Sembrerebbero questi i fatali ingredienti che han provocato il rogo divampato questo pomeriggio nelle campagne lungo la strada che da Corigliano porta a Galatina. Gli stessi che, in questi giorni, stanno carbonizzando il Salento dalla costa all’entroterra, costringendo addirittura in alcuni casi i vigili del fuoco del comando provinciale di Lecce a chiedere il supporto ai colleghi brindisini.

Nell’episodio che vi raccontiamo di quest’oggi, l’erba alta si è incendiata, dando due appezzamenti alle fiamme a poche centinaia di metri dallo stabilimento Colacem.
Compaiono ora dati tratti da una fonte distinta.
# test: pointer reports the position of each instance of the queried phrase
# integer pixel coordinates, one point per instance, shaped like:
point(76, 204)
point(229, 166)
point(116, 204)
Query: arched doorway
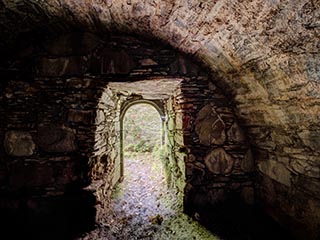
point(154, 106)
Le lingue di fuoco, sempre più alte, sono avanzate fino a intaccare un deposito adiacente un casolare.

Minacciosa, la nube di fumo si è levata nell’aria, di un colore sempre più scuro. Dopo la vegetazione, infatti, han preso fuoco anche degli oggetti stipati sul posto. Da lì il fumo nero.

Ai vigili del fuoco ed alla protezione civile l’onere di contenere l’incendio. L’intervento, impegnativo, è durato a lungo. Apprensione per alcune abitazioni del posto. Due in particolare sono state lambite dalle fiamme. Per fortuna nessuna conseguenza per le persone.